Familles et avocats témoignent



Pour soulager quelque peu les familles des détenus et témoigner de leur solidarité, des activistes, militants politiques et des juristes ont organisé, hier au siège du MDS à Alger, une rencontre durant laquelle, des lettres ont été envoyées aux prisonniers.Malgré la douleur et le sentiment d'injustice dont beaucoup se sentent victimes, les familles des détenus d'opinion ne sont pas près de baisser les bras. Histoire de se consoler en attendant une hypothétique délivrance, elles échangent les expériences, mais également les informations sur leurs proches détenus et leurs conditions d'incarcération.

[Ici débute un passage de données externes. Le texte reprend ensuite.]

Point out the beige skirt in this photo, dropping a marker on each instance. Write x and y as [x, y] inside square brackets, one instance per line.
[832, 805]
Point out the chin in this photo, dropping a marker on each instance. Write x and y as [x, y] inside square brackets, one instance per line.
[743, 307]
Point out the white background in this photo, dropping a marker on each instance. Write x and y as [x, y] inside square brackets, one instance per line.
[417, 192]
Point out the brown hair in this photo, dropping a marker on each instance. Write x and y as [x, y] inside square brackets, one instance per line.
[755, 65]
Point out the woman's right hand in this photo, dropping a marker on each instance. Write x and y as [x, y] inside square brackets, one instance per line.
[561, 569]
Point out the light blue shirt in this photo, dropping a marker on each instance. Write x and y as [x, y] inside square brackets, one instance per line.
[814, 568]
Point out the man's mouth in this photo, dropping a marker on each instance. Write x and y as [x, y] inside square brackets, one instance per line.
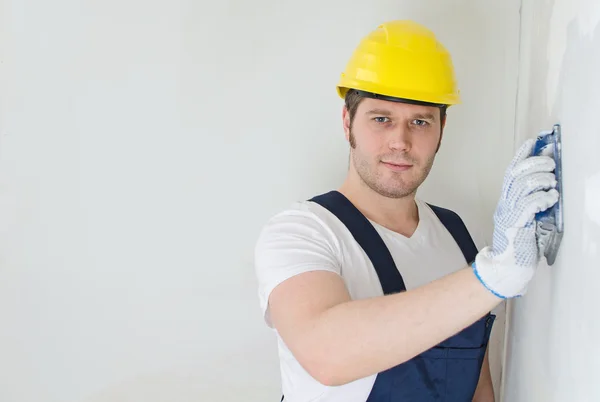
[397, 166]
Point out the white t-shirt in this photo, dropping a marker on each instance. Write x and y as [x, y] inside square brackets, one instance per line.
[307, 237]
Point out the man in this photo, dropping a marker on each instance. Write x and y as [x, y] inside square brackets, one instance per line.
[375, 295]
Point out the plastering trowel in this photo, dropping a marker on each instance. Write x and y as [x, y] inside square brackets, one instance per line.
[550, 222]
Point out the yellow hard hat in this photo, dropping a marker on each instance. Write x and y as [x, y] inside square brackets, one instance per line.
[402, 61]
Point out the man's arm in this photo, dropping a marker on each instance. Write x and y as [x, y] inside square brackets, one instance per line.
[339, 340]
[485, 388]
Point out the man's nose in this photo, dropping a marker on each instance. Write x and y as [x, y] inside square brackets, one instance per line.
[400, 139]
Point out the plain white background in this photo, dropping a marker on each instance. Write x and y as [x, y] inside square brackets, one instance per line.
[144, 143]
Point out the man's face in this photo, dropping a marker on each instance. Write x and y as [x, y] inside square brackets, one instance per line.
[393, 144]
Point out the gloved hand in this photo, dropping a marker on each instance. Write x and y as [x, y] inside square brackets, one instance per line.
[507, 266]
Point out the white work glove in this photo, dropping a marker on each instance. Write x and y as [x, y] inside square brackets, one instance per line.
[507, 266]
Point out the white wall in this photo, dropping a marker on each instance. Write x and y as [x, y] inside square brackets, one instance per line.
[144, 143]
[553, 353]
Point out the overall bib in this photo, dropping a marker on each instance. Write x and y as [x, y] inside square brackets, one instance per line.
[449, 371]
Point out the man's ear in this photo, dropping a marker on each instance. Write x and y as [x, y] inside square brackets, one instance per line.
[346, 122]
[443, 125]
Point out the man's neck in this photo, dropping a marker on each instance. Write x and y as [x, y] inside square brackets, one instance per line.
[400, 215]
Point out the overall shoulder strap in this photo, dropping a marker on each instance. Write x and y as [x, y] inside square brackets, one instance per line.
[458, 230]
[367, 237]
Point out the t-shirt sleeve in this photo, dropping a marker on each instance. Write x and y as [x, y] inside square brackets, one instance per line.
[291, 243]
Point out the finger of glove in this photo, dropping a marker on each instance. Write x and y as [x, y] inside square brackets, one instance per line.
[533, 164]
[531, 183]
[536, 202]
[522, 153]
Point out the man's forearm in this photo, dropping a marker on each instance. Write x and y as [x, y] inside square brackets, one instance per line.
[358, 338]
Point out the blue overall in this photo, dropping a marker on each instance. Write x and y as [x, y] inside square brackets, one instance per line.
[447, 372]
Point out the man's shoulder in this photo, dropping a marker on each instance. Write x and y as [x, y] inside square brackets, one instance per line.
[303, 218]
[444, 214]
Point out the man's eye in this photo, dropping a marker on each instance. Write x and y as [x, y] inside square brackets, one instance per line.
[381, 119]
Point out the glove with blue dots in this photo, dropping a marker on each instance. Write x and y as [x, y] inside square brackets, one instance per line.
[506, 267]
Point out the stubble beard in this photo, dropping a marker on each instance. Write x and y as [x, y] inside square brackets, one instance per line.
[396, 187]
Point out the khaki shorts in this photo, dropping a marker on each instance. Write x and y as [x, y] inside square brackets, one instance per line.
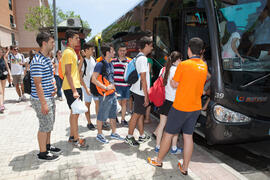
[46, 122]
[17, 79]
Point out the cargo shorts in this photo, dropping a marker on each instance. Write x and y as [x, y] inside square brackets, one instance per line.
[46, 122]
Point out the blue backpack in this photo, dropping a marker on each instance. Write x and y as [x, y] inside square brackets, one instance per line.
[131, 75]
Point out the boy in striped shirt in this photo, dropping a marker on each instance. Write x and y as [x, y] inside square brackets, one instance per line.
[122, 88]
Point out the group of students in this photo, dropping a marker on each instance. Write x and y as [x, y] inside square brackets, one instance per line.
[184, 83]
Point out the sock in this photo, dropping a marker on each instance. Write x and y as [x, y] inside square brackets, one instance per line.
[48, 146]
[174, 148]
[130, 136]
[142, 136]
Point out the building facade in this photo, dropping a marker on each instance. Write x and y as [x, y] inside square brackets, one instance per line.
[12, 20]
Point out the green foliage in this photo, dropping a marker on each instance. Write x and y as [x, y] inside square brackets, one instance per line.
[38, 17]
[122, 25]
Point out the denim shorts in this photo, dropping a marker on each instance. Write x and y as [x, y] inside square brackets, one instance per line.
[46, 122]
[88, 98]
[107, 107]
[123, 91]
[180, 120]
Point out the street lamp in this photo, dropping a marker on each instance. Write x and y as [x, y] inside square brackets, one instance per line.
[55, 27]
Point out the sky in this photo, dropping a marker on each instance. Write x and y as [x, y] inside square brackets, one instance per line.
[98, 13]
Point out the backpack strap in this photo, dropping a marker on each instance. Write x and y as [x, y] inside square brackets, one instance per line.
[85, 66]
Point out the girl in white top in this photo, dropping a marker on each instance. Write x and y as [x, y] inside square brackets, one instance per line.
[173, 60]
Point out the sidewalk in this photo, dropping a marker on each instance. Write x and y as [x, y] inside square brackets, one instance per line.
[116, 160]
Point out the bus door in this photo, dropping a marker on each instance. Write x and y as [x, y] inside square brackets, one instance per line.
[194, 24]
[162, 41]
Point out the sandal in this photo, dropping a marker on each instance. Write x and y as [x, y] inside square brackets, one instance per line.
[180, 166]
[153, 162]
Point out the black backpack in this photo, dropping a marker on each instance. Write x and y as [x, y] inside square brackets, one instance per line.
[93, 87]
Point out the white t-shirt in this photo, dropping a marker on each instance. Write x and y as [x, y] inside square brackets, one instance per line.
[169, 90]
[91, 63]
[16, 68]
[227, 48]
[141, 66]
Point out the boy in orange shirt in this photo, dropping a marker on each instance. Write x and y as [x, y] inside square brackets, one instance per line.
[189, 79]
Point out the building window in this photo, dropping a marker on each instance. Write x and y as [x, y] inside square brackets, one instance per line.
[13, 39]
[10, 4]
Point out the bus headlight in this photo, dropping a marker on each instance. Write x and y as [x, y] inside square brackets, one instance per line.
[223, 114]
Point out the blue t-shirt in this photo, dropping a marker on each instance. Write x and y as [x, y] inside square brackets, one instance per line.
[109, 69]
[41, 66]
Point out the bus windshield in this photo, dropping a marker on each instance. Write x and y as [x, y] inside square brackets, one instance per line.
[244, 34]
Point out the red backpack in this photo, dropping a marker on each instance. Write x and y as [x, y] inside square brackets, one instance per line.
[157, 91]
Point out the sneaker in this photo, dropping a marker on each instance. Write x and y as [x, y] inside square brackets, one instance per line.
[71, 139]
[154, 136]
[124, 123]
[144, 139]
[47, 156]
[54, 150]
[116, 136]
[91, 126]
[180, 166]
[105, 126]
[101, 138]
[80, 143]
[177, 151]
[153, 162]
[131, 141]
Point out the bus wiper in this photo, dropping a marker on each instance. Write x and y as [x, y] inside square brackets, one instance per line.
[255, 80]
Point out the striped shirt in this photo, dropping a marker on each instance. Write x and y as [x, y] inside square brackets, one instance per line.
[41, 66]
[119, 70]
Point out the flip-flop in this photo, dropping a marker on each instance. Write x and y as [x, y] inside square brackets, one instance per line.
[153, 162]
[180, 166]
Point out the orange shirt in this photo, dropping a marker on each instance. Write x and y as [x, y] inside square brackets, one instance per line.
[191, 76]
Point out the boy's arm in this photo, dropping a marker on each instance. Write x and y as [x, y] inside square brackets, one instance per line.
[81, 77]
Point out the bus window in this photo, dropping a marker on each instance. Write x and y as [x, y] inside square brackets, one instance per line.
[162, 35]
[244, 35]
[196, 26]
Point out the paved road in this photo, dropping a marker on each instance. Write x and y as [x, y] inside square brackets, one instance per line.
[116, 160]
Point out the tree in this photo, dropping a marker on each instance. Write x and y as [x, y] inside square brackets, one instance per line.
[38, 17]
[123, 25]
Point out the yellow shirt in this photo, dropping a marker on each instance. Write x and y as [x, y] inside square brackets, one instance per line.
[70, 57]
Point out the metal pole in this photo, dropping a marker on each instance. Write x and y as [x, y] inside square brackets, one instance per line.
[55, 27]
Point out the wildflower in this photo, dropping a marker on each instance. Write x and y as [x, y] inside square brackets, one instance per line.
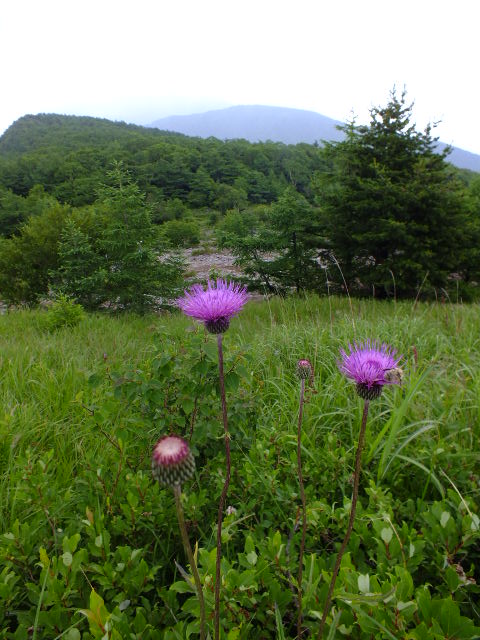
[304, 370]
[370, 366]
[215, 305]
[172, 461]
[172, 464]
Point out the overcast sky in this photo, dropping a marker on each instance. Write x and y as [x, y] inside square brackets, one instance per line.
[141, 60]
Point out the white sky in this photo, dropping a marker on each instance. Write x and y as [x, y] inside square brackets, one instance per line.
[141, 60]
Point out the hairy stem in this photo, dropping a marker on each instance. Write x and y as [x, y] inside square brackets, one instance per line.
[356, 482]
[221, 504]
[304, 509]
[177, 490]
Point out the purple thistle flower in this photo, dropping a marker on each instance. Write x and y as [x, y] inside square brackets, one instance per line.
[370, 365]
[215, 305]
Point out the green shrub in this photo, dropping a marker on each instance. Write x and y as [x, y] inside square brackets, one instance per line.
[181, 233]
[64, 312]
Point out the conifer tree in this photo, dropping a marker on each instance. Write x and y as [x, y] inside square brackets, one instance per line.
[394, 212]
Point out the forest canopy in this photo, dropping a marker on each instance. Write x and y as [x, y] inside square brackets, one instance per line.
[380, 213]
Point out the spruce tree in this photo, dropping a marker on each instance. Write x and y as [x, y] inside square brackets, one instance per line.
[394, 211]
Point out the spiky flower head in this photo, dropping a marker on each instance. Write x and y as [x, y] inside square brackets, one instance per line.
[172, 461]
[368, 364]
[215, 305]
[304, 370]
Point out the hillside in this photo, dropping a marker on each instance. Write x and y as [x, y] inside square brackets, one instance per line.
[69, 157]
[255, 123]
[258, 123]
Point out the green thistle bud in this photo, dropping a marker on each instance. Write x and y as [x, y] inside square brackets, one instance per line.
[304, 370]
[369, 393]
[219, 325]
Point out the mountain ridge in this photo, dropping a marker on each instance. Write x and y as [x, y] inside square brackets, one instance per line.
[259, 123]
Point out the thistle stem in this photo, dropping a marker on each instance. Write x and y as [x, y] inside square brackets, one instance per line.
[177, 491]
[223, 495]
[356, 482]
[304, 508]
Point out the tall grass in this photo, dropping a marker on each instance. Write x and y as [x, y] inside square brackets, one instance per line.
[421, 440]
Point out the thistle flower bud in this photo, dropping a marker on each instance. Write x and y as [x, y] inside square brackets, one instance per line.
[368, 393]
[172, 461]
[220, 325]
[304, 369]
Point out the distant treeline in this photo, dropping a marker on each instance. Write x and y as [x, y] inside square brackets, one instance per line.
[69, 155]
[379, 213]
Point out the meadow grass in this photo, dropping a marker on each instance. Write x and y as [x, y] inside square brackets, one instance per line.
[422, 440]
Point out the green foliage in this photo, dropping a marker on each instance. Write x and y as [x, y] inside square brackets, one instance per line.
[69, 155]
[27, 259]
[88, 541]
[64, 313]
[105, 256]
[395, 214]
[181, 233]
[277, 247]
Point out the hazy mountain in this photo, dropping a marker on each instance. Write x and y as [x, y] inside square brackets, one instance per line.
[256, 124]
[280, 124]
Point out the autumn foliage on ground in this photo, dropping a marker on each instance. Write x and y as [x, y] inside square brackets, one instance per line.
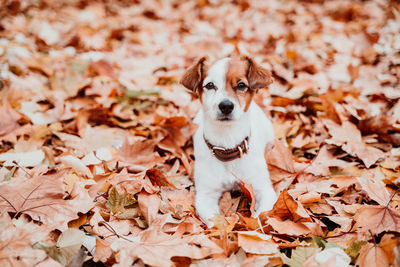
[96, 157]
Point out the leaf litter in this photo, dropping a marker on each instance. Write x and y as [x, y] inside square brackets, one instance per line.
[96, 157]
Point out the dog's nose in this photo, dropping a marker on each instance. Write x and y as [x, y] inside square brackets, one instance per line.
[226, 106]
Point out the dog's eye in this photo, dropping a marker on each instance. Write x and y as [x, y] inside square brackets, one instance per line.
[241, 86]
[210, 86]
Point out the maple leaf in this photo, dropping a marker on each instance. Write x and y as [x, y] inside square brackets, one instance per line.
[377, 219]
[256, 243]
[287, 208]
[140, 155]
[299, 256]
[373, 255]
[156, 248]
[40, 197]
[149, 205]
[348, 137]
[118, 204]
[16, 240]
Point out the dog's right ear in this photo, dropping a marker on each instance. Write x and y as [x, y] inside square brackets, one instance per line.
[194, 76]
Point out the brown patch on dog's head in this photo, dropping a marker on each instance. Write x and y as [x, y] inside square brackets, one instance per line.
[258, 76]
[245, 70]
[194, 76]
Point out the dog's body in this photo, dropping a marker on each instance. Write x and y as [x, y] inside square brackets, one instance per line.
[229, 119]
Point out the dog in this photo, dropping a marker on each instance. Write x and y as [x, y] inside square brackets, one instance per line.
[232, 132]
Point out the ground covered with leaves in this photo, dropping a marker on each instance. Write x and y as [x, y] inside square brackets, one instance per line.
[96, 157]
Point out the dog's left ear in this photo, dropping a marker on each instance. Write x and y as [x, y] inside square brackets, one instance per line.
[257, 76]
[194, 76]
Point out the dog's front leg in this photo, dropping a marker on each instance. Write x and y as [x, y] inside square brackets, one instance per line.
[207, 205]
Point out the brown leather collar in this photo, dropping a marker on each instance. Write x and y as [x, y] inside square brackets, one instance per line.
[224, 154]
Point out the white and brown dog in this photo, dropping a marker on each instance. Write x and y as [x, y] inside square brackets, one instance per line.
[233, 132]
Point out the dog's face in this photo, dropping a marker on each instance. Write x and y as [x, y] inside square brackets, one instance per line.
[227, 87]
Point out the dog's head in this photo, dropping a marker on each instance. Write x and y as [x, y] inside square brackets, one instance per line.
[227, 87]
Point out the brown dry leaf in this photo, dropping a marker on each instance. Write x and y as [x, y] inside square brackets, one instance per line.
[156, 248]
[8, 118]
[16, 239]
[41, 198]
[159, 178]
[376, 190]
[372, 255]
[348, 137]
[149, 205]
[256, 243]
[248, 191]
[325, 160]
[139, 155]
[287, 208]
[376, 219]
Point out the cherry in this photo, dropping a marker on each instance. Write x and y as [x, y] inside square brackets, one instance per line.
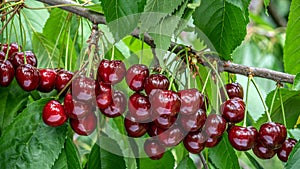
[262, 152]
[172, 136]
[194, 142]
[54, 114]
[154, 149]
[156, 81]
[62, 79]
[286, 148]
[215, 125]
[272, 135]
[117, 107]
[84, 126]
[193, 122]
[136, 75]
[164, 121]
[17, 59]
[83, 89]
[7, 73]
[47, 77]
[242, 138]
[134, 128]
[111, 72]
[139, 107]
[165, 102]
[27, 77]
[233, 90]
[233, 110]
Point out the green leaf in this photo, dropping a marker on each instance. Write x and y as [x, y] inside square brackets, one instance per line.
[122, 16]
[223, 156]
[12, 99]
[291, 104]
[28, 142]
[102, 158]
[187, 162]
[68, 158]
[166, 162]
[291, 48]
[293, 161]
[224, 23]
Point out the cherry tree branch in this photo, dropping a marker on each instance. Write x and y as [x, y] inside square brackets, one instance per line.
[226, 66]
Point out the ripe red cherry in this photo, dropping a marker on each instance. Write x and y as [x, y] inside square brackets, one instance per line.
[54, 114]
[84, 126]
[194, 142]
[164, 102]
[111, 72]
[117, 107]
[156, 81]
[262, 152]
[286, 148]
[154, 149]
[242, 138]
[17, 59]
[62, 79]
[233, 110]
[134, 128]
[136, 75]
[27, 77]
[233, 90]
[139, 107]
[215, 125]
[47, 77]
[83, 89]
[191, 101]
[194, 122]
[272, 135]
[172, 136]
[7, 73]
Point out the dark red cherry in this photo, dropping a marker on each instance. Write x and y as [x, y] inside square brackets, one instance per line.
[233, 90]
[27, 77]
[215, 125]
[262, 152]
[191, 101]
[83, 89]
[7, 73]
[54, 114]
[84, 126]
[156, 81]
[242, 138]
[17, 59]
[117, 107]
[154, 149]
[194, 142]
[62, 79]
[47, 77]
[272, 135]
[233, 110]
[164, 102]
[286, 148]
[134, 128]
[111, 72]
[172, 136]
[136, 75]
[139, 107]
[194, 122]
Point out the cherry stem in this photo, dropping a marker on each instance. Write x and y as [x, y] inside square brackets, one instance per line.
[247, 95]
[261, 98]
[282, 108]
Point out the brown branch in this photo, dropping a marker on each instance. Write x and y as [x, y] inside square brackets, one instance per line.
[223, 65]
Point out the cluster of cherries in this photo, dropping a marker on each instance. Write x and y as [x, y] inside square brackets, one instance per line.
[168, 117]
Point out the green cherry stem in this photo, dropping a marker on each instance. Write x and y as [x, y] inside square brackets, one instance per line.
[261, 98]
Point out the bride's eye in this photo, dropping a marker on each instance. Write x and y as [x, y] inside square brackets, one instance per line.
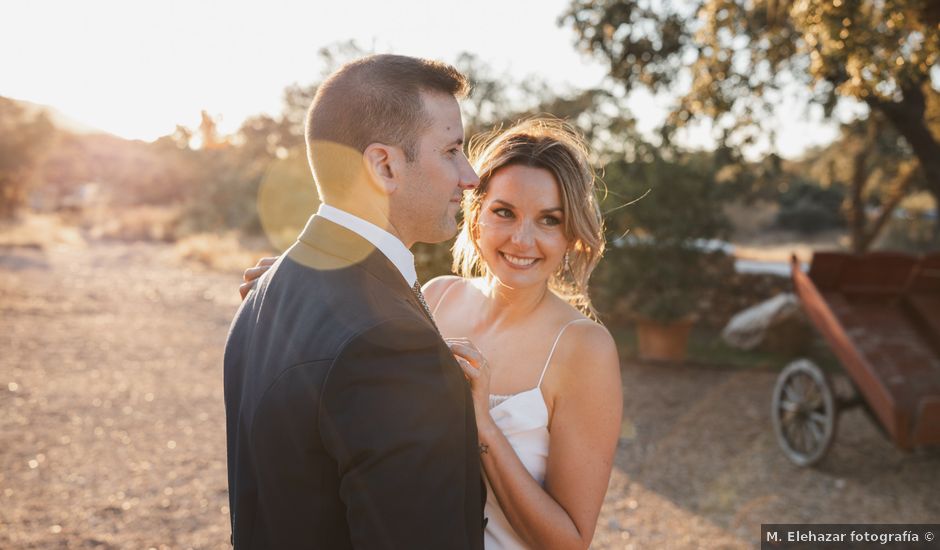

Certes, elles ne sont pas nombreuses à s'engager, mais leurs récits sont quasiment identiques : la plupart des "jeunes du Hirak" qui croupissent en prison sont "des enfants du peuple", des "pauvres sans ressources".
C'est le cas de Fethi Ardjoune dont la s?ur est venue témoigner. Père d'une petite fille, le jeune garçon a été arrêté une première fois, condamné à deux mois de prison, puis relâché. Mais il a été remis en prison et il attend toujours son jugement. Il fait, toutefois, partie de ceux qui ont la chance d'être défendus car ceux de l'intérieur du pays ont dû subir les affres de la solitude avant d'avoir droit à une défense.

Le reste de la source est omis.